On est montés à l’arrière d’un pick-up en direction du village de Muntei.
Et dès notre arrivée, on a été accueillis avec une chaleur humaine incroyable par une famille du village.
Très vite, SVEN et Karl se sont retrouvés à jouer avec les enfants du village, comme s’ils se connaissaient déjà depuis toujours.






Les habitants sont aussi des mentawais mais ils ne vivent plus dans la jungle.
Ce qu’on ne sait pas forcément avant de partir chez les Mentawai, c’est qu’une partie d’entre eux a été forcée de quitter la jungle dans les années 1970, lors des politiques de “modernisation” mises en place par le gouvernement indonésien.
Beaucoup ont alors été déplacés dans des villages, avec l’idée de les intégrer à une vie plus “moderne”, en abandonnant une partie de leurs traditions ancestrales.
Et paradoxalement, c’est aussi grâce à l’intérêt grandissant du monde extérieur — notamment avec le tourisme, le surf, les documentaires et les regards portés sur leur culture — que la pression a progressivement diminué au fil des années.

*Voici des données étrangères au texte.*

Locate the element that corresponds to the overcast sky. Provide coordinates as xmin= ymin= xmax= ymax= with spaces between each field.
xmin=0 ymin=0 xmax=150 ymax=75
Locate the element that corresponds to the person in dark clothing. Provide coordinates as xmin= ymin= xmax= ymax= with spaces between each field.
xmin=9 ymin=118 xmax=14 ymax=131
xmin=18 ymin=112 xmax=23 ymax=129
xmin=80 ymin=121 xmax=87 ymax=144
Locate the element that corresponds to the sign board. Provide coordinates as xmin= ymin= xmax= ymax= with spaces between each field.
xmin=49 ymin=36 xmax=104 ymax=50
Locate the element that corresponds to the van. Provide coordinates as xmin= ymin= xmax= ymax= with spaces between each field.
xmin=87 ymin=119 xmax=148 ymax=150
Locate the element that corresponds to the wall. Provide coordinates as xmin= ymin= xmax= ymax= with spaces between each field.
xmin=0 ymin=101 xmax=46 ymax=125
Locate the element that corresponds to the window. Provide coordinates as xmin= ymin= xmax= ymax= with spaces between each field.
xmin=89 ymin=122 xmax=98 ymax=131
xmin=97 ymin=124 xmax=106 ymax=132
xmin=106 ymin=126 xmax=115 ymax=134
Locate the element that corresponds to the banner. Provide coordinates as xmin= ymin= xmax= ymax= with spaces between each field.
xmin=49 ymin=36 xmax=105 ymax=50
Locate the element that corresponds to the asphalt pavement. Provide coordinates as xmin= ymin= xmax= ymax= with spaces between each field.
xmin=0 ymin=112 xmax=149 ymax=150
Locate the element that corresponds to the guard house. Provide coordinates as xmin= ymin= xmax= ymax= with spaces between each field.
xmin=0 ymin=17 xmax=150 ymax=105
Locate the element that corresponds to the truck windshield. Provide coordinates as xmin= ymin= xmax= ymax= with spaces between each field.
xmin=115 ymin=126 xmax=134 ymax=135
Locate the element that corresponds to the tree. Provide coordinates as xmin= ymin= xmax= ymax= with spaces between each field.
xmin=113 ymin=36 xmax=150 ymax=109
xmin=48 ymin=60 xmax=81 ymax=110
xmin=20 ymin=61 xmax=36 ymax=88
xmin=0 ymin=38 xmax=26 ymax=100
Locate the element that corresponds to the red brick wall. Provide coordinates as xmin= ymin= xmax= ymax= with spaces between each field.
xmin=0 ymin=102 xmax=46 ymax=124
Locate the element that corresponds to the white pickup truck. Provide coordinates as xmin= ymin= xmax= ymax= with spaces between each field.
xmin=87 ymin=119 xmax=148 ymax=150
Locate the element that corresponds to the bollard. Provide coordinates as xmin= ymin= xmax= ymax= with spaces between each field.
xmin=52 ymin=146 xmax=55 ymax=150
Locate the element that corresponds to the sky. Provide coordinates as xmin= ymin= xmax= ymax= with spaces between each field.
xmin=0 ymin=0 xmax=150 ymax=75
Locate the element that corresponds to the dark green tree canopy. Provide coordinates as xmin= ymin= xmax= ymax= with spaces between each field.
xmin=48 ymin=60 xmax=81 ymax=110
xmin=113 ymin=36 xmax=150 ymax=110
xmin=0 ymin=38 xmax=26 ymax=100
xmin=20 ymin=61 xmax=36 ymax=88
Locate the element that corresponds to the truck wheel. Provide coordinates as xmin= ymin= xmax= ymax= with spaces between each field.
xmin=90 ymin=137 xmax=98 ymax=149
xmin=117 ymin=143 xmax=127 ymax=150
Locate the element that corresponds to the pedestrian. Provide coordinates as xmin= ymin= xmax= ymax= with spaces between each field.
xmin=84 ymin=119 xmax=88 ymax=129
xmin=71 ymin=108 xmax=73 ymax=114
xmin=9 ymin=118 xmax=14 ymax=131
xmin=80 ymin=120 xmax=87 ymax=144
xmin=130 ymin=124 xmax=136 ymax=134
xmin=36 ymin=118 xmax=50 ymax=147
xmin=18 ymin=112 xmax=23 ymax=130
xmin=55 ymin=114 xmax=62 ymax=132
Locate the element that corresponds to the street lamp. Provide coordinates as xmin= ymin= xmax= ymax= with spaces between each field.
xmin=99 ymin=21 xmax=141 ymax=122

Cette visibilité a contribué à faire reconnaître la valeur de leur mode de vie et de leurs traditions.
Certains Mentawai ont alors choisi de retourner vivre dans la jungle pour retrouver leurs racines et leur fonctionnement ancestral.
D’autres, au contraire, sont restés au village, parfois parce qu’après plusieurs générations, leur vie s’y était construite autrement.
C’est justement cette dualité qui rend la rencontre très humaine quand on arrive là-bas.
On est loin d’une vision figée ou “folklorique” d’une tribu coupée du monde.
Après ce premier moment d’accueil, on partage une petite collation avec les locaux et d’autres voyageurs.
C’est aussi là qu’on laisse une partie de nos affaires, puisqu’elles seront gardées sur place pendant notre immersion dans la jungle.
On essaye de s’alléger au maximum et de ne prendre que l’essentiel : quelques vêtements, le matériel photo et vidéo, le drone… et évidemment notre trousse à pharmacie.
Ensuite, on nous prête des bottes en caoutchouc.
Enfin… “prêter”, oui, mais encore fallait-il trouver une pointure qui ressemblait vaguement à la nôtre.
Pour les enfants, heureusement, on avait anticipé et emporté leurs propres bottes avec nous.
Et après notre séjour, on les a laissées sur place pour les futurs petits aventuriers.
Une fois équipés, on marche quelques minutes jusqu’à la rivière.
C’est là qu’on rencontre Lajet, le petit-fils de Cookie, le chaman Mentawai mis en lumière dans un documentaire de Jean-Claude Pierri, décédé en 2024.
Le courant passe tout de suite.
Avec notre guide, on embarque alors sur une pirogue à moteur.
Et honnêtement… cette traversée reste gravée dans ma mémoire.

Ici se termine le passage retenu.